Hi @kezo
Many thanks for that. If I understand all of that correctly I think your car is behaving broadly the same as mine. I’ve done a number of other journeys recently and now have a clear idea of what happens when. Most of my journeys fall into two types. Let’s call them local and further afield. With both types of journey I leave with a fully charged battery, which usually states 38 or 39 miles EV range, although after the first mile (leaving our village) this has usually dropped to 35 miles.
Local round trips – these are usually in the 25 to 30 mile range. Consequently I put the car into EV mode and am able to make the whole journey on electric. This results in a cost per mile that’s effectively half of what I was paying with the BMW.

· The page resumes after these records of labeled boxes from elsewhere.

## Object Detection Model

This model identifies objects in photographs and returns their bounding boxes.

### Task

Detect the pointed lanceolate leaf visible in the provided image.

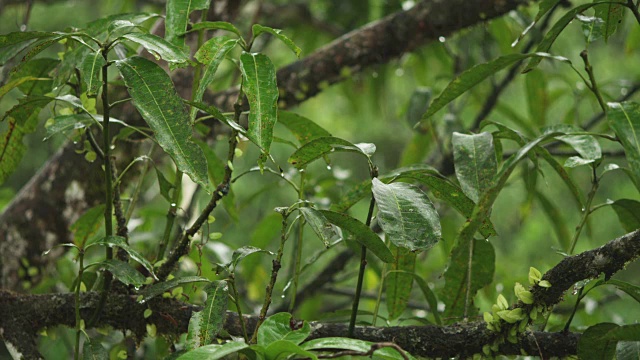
[440,240,495,321]
[298,207,341,248]
[320,210,394,263]
[258,313,311,346]
[116,56,211,192]
[80,51,107,96]
[289,136,375,169]
[416,53,571,128]
[251,24,302,57]
[99,259,145,288]
[122,33,189,64]
[164,0,211,48]
[187,281,229,349]
[278,110,331,145]
[607,102,640,189]
[372,178,441,251]
[452,132,498,203]
[140,276,209,303]
[192,36,238,116]
[240,52,278,154]
[384,244,416,320]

Further afield trips – I make a 56 mile round trip every week or so and every few weeks do a 104 mile trip. 90% of these journeys are on the M5 motorway. I have tried the trips in ‘Auto’ mode and ‘HEV’ mode but, crucially, where I differ from you is that I always use cruise control. Speeds vary between 60mph and 80mph. The two modes behave very differently on the same journey;
Auto Mode – The car tends to be in EV from the start and for the first 10 miles or so. Then the engine will kick in for periods on the motorway, during which time it will periodically go into what you call ‘charge’ mode, when the engine is both propelling the car and charging the battery. It only does this for short bursts though, usually adding around 2 miles to the EV range and then deploying it. When I leave the motorway it mostly reverts to EV mode and when I get to my destination I still have 20-25 miles EV range to use on the return journey.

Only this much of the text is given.